Investments

Par Funding investors are eager for a plan to get some of their money back


More than 1,700 investors who pumped a total of $550 million into Par Funding, a Philadelphia business lender seized by a court-ordered receiver in 2020, are hoping to learn March 4 when they’ll get some of their money back during a lawyers’ conference to be held on Zoom.

“We are eagerly awaiting our settlement money,” said Jack Belli, a Bucks County retiree who invested with Par through the A Better Financial Plan, the former King of Prussia company of insurance agent Dean Vagnozzi.

Par, Vagnozzi’s agency, and related businesses were taken over by the receiver, Florida lawyer Ryan Stumphauzer, after the Securities and Exchange Commission filed civil fraud charges against Par owners Joseph LaForte and his wife, Lisa McElhone; financial officer Joseph Cole Barleta; and four salesmen who raised funds from people like Belli to finance Par’s high-interest loans for small businesses that couldn’t get bank credit.

Most of the investors put up more than $100,000 each in savings. They were drawn by annual returns on Par investments of 10% and more each year — until Par stopped paying in March 2020.

The SEC complaint and a separate criminal case by federal prosecutors in Philadelphia allege that Par’s owners made high-interest loans to borrowers who too often couldn’t pay back; lied about the risks to investors who funded the loans; failed to disclose LaForte’s criminal history, and drained the company of cash to build their own fortunes. LaForte and McElhone used some of the money to buy themselves dozens of homes and business properties, mostly in Philadelphia, plus a corporate jet, powerboats, cars, watches, and artwork, the investigation found.
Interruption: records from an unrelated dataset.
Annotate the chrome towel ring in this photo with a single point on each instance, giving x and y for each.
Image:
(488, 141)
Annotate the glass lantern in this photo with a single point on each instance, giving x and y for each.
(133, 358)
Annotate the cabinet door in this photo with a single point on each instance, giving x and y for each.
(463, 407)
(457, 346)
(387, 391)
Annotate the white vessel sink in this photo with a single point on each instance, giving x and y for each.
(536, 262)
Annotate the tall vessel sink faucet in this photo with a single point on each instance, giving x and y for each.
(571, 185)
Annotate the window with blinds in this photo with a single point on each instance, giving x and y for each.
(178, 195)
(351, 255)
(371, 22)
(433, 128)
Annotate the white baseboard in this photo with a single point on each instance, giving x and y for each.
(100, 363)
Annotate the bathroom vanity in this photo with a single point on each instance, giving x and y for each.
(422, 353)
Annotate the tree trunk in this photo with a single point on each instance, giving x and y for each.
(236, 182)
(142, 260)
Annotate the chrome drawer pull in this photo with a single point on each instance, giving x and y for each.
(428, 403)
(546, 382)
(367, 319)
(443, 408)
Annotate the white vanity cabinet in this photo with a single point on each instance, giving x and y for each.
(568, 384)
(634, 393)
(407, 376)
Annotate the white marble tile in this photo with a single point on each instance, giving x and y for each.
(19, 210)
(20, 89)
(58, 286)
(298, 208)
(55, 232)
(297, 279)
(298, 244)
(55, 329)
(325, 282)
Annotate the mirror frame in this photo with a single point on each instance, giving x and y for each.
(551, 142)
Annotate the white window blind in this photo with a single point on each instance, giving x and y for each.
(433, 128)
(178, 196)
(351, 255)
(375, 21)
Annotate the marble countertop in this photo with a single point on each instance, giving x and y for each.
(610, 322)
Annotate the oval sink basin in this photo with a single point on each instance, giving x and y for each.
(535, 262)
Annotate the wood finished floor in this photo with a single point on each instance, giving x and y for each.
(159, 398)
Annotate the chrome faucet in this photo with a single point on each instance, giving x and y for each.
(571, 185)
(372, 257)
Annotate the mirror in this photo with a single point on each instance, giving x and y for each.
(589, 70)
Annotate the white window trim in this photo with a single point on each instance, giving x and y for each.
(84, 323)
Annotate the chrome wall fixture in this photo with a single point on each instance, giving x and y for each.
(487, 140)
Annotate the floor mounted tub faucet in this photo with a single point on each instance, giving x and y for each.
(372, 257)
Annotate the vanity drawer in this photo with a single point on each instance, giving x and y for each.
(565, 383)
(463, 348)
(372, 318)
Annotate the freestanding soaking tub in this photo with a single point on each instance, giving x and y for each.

Previous lawyer conferences before South Florida-based U.S. District Judge Rodolfo Ruiz, who is overseeing the case, attracted hundreds of Par investors. In December, Ruiz urged receivers to come up with a plan to return at least some of the $250 million in principal still owed to investors by the March 4 conference.

Some investors whose claims were rejected by the receiver are appealing with the hope they also can get paid.

The LaFortes agreed not to contest the civil charges. Ruiz said they would need to pay nearly $200 million to settle the civil case — an amount the LaFortes are contesting.

LaForte, his brother James, McElhone, and Barleta also face criminal conspiracy, racketeering, fraud, and tax charges. A pretrial hearing in that case is scheduled for Monday.

The LaForte brothers, convicted of fraud and other federal felonies in unrelated cases in the early 2000s, are in prison awaiting trial, which is scheduled for April.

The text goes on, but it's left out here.